Overall survival classification accuracy between different types of features on BraTS2018 training dataset. 1000-time repeated stratified 5-fold cross-validation is used to obtain the average classification accuracy.

Next, the pass-type of the binarized connectivity matrix is built from the predicted lesion and the tractographic feature is computed from this connectivity matrix. The overall survival classification performance of this tractographic feature is compared with the tractographic feature from our first experiment. In this experiment, we follow the same feature selection method and training strategy, using the same SVM classifier with linear kernel. The average and standard deviation of overall survival classification accuracy on the BraTS2018 training dataset is reported in Table 4. From this table, the average classification accuracy drops to 63% when we use predicted lesions instead of ground-truth lesions to generate the tractographic features. This drop is likely caused by the imperfection of our tumor segmentation tool.

Table 4. The overall survival classification performance of the proposed tractographic features from the ground-truth lesions and from the predicted lesions on the BraTS2018 training dataset with 1000-time repeated stratified 5-fold cross-validation.

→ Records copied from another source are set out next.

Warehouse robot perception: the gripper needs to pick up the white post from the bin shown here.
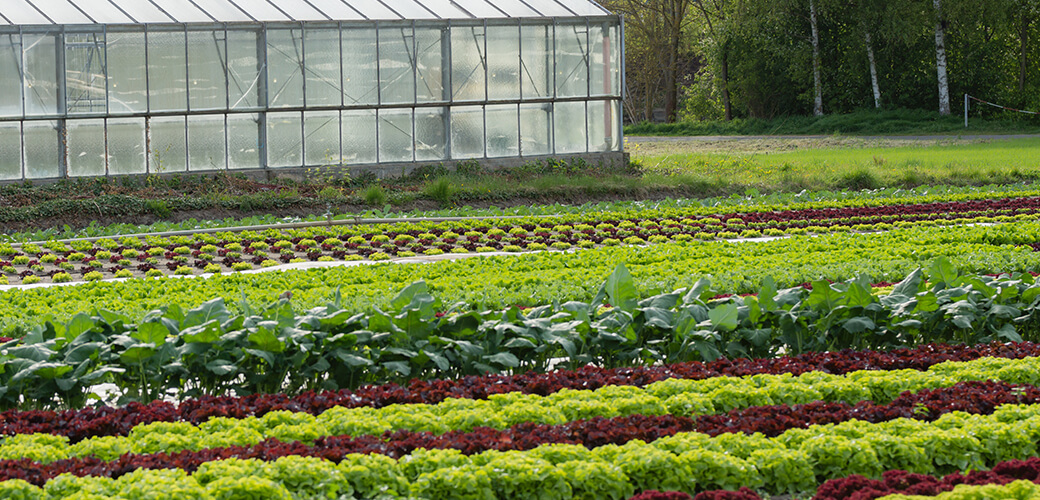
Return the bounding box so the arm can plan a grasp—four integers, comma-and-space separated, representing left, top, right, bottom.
964, 94, 968, 129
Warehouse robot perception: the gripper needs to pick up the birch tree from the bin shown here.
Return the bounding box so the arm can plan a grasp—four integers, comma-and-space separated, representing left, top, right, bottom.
809, 0, 823, 116
932, 0, 950, 116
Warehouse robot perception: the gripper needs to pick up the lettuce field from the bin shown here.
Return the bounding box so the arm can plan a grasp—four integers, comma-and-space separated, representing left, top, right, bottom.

For the training data, the tractographic features are computed using the ground-truth whole tumor, and a linear SVM classifier trained on these features. We used stratified 5-fold cross validation on the training dataset, averaged over 1000 independent trials. The average OS classification accuracy using the tractographic features was 0.892 on the training set and 0.697 on the cross-validation set. However, when applied to the BraTS2018 validation and test datasets, the accuracy dropped to 0.357 and 0.416, respectively [4]. Note that for the validation and test data, there is no ground-truth segmentation available. So we first predicted the whole tumor and then the tractography features are extracted from these predicted tumors, followed by the OS classification using the previously trained linear SVM. We speculate that the automated segmentation to predict the whole tumor is one possible reason for the significant variation in performance between the training and validation/test data, in addition any data specific variations.

4 Discussion

For brain tumor segmentation, our proposed method, which combines the lesion occurrence probabilities in structural regions with MR images as inputs to a patch-based neural network, improves the patch-based neural network’s performance. The proposed ensemble results in a more robust tumor segmentation. For overall survival prediction, the novel use of tractographic features appears to be promising for aiding brain tumor patients. To the best of our knowledge, this is the first paper to integrate brain parcellation and human brain connectomics for brain tumor segmentation and overall survival prediction.